Les plus beaux manuscrits médiévaux
Les merveilles de la collection des imprimeurs anversois Plantin et Moretus : un monde fascinant où la matérialité du livre exulte.
L’atmosphère est intime et concentrée. Sous un voile lumineux tamisé qui protège les plus beaux manuscrits de la collection d’imprimeurs anversois Plantin-Moretus, les plus jeunes sont attirés par de magnifiques enluminures : une licorne, un bouc, des feuillages en forme de dragon, des scènes de bataille, une galerie fantasmagorique et chamarrée répondent à la magie des manuscrits. Pour d’autres, le mystère réside dans cette alchimie parfois impénétrable entre la structure du texte, – son message religieux, scientifique ou humaniste –, et l’enluminure. Réunissant une quarantaine de volumes, l’exposition Magnifique Moyen-Age est une réussite.
« Il y a une réelle tradition du manuscrit enluminé en Belgique. Cela explique la passion et l’attention des visiteurs, précise Lieve Watteeuw qui a travaillé sur le projet de restauration de la Bible d’Anjou, commissaire de l’exposition et spécialiste des manuscrits au Centre d’étude de l’art médiéval (KU Leuven). Le public veut entrer dans ce monde secret de l’écriture à la main, le formidable travail des enlumineurs, connaître leurs pigments, les liants. Le manuscrit témoigne de techniques anciennes à une époque où la peinture était peu présente. Ce n’est qu’au XVe siècle que les Primitifs flamands ont réalisé de grands formats sur panneau de bois. Or, à Anvers, nous présentons des manuscrits rares des XIIe et XIIIe siècles ! »

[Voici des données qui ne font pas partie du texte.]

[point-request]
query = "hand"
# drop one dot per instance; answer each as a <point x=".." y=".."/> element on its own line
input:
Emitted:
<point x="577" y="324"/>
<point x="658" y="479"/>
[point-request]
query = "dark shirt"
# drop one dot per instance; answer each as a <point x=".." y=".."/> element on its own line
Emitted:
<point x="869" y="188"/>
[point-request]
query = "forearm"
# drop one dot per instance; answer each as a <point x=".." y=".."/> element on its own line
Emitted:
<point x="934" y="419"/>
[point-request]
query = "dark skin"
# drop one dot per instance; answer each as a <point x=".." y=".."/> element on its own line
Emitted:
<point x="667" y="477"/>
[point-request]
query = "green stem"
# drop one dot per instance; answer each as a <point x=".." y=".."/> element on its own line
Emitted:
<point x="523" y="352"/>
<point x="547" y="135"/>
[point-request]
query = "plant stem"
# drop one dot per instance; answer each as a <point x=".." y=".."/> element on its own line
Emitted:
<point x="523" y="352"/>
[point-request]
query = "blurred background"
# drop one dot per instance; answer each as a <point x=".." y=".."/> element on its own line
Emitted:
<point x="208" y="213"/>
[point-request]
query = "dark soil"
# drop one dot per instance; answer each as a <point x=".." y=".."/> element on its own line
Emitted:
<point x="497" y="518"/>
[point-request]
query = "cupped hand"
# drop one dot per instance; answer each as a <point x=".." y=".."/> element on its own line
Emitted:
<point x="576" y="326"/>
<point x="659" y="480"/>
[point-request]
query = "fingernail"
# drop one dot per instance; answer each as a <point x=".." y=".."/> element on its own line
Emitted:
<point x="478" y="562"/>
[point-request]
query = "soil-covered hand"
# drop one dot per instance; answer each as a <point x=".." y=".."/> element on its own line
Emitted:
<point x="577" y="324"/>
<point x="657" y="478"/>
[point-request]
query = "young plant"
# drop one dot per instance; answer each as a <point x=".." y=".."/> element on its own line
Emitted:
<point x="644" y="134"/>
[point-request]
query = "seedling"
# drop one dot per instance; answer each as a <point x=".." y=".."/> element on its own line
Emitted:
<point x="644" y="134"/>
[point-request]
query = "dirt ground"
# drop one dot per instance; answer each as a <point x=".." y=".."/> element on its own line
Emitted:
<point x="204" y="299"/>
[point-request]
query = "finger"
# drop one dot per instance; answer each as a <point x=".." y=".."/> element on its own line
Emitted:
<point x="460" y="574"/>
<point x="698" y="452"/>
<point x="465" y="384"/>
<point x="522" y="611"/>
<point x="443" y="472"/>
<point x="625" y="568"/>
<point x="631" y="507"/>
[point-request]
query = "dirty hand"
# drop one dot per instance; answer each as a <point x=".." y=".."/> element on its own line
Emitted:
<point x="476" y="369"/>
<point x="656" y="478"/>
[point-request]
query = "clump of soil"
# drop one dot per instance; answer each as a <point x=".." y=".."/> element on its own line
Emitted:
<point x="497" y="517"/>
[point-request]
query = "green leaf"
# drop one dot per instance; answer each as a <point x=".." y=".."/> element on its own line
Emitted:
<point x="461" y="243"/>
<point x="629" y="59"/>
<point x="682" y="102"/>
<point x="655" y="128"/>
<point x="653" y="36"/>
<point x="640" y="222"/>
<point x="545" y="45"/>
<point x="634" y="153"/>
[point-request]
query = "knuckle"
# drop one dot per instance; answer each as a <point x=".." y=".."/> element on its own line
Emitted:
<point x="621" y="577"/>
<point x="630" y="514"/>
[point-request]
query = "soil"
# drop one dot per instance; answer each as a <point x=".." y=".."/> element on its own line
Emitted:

Au Moyen-Age, la magnificence est de mise pour honorer Dieu et assurer aux rois et aux nobles un style de vie conforme à leur rang. La lettrine structure le texte. « Les moines cisterciens lui donnent un aspect très géométrique car leur règle imposait la sobriété, donc l’absence d’or. Aux XIIIe et XIVe, ce sont les couleurs rouge, bleu et parfois jaune qui dominent, reprend Lieve Watteeuw. Ensuite, on entre dans la grande décoration mais toujours la couleur et l’ornementation servent de marqueurs pour les différentes parties du livre. »
chefs-d’œuvre exquis
La publication d’une nouvelle étude scientifique constitue l’occasion de faire découvrir au public les manuscrits les plus importants et les plus éblouissants de la collection constituée dès le XVIe siècle par l’imprimeur Christophe Plantin. Il collectionne les manuscrits anciens sur parchemin. Au milieu du XVIIe siècle, la collection s’enrichit de manuscrits enluminés de miniatures provenant des quatre coins de l’Europe, dont quelques merveilleuses bibles enluminées parisiennes, de missels et de livres d’heures. Balthasar II Moretus fait de la collection un trésor bibliophilique. La dernière génération de Moretus poursuit l’enrichissement de la collection. Fin XVIIIe siècle, les manuscrits enluminés sont considérés comme des chefs-d’œuvre exquis d’un passé médiéval exotique.
La Bible de Wenceslas en deux parties, originaire de Bohème, les Chroniques de Froissart, et quelques très beaux Livres d’Heures des Pays-Bas septentrionaux et méridionaux sont exposés parmi les joyeux de cette collection dont Lieve Watteeuw vient de remettre à jour les plus beaux exemplaires : « Réalisé par un archiviste, le dernier catalogue de la collection Plantin-Moretus datait de 1927. Pendant deux ans, avec un historien d’art, nous avons appliqué les nouvelles méthodes scientifiques, réévaluant la datation et les attributions de 102 manuscrits enluminés sur une collection qui en comprend 600. »
Musée Plantin-Moretus, 22 Vrijdagmarkt, Anvers, jusqu’au 5 mai. Catalogue, 50 euros. www.museumplantinmoretus.be.